Si fermò sulla porta.
Se fosse tornato indietro, forse non avrebbe avuto la forza di
andarsene.
Ma per Kakyoin non era in corso una lotta contro il tempo. Ucciso Dio,
sarebbero tornati a prenderlo, sarebbero rientrati in Giappone e sua
madre sarebbe stata a casa ad accoglierli con un sorriso a trentadue
denti dipinto in faccia, pronta a farlo imbarazzare come un povero
cretino.
Kakyoin sarebbe stato al sicuro lì, su quel letto, senza di
lui. Era egoista, ma era felice di non doverlo più
costringere a sottoporsi alle estenuanti cure di fortuna nel deserto.

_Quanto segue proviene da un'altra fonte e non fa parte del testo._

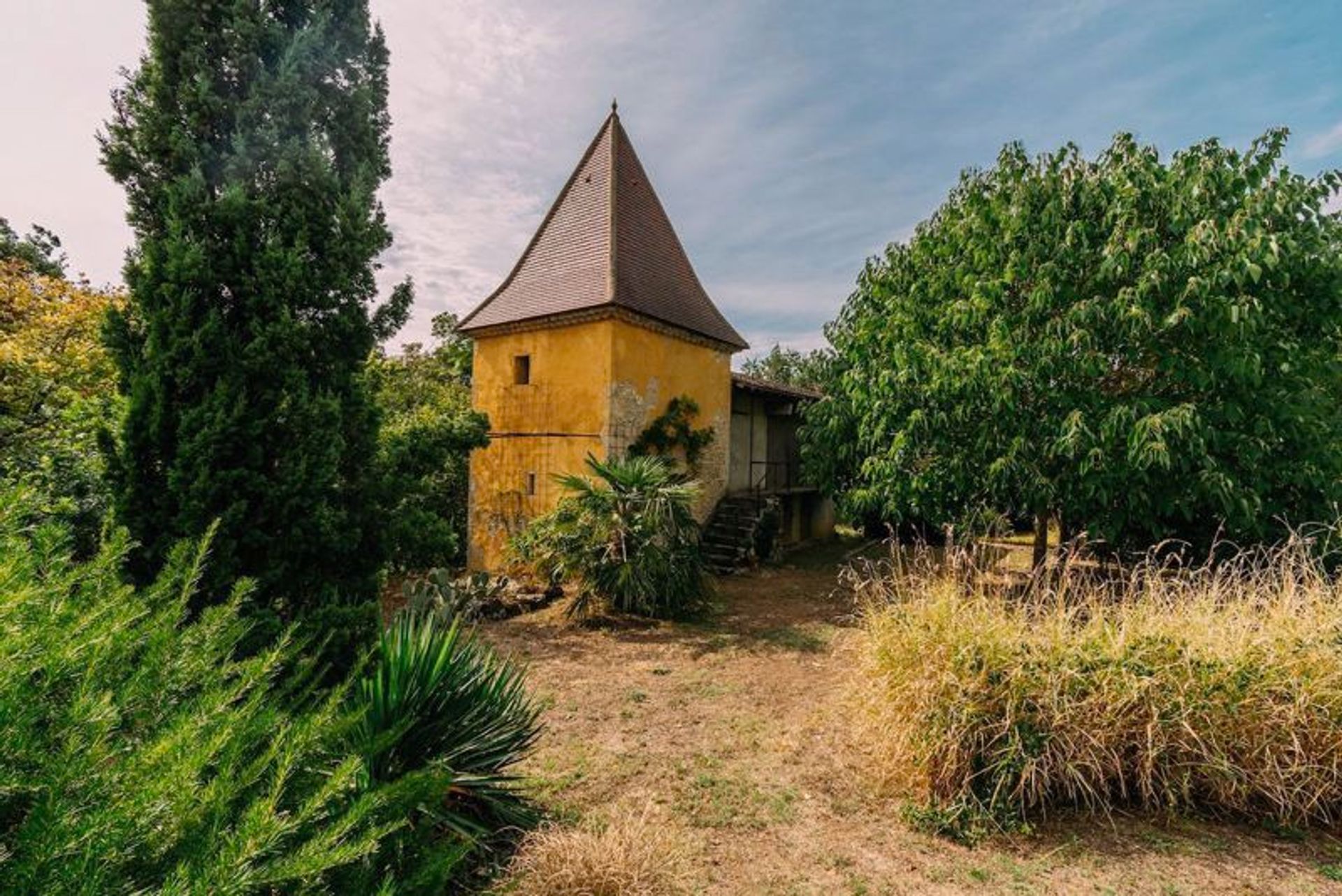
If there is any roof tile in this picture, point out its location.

Tenerlo fermo mentre suo nonno gli versava direttamente sugli occhi
feriti il whisky era una tortura che non sapeva quanto sarebbe riuscito
a reggere. Kakyoin gemeva per il dolore e si contorceva nonostante
fosse un tipo controllato. La sofferenza era insopportabile anche per
lui che doveva solo impedirgli di fare cose idiote come ripulirsi gli
occhi con le mani sporche di sabbia o peggio attivare inconsciamente
Hierophant Green per colpire alla cieca chiunque nel raggio di diversi
metri.
-Jotaro.- lo chiamò ancora.
Non voleva avvicinarsi a lui, ogni istante in più gli
avrebbe reso più difficile il distacco.
-Mi rimetterò presto.- disse il portatore del Gerofante.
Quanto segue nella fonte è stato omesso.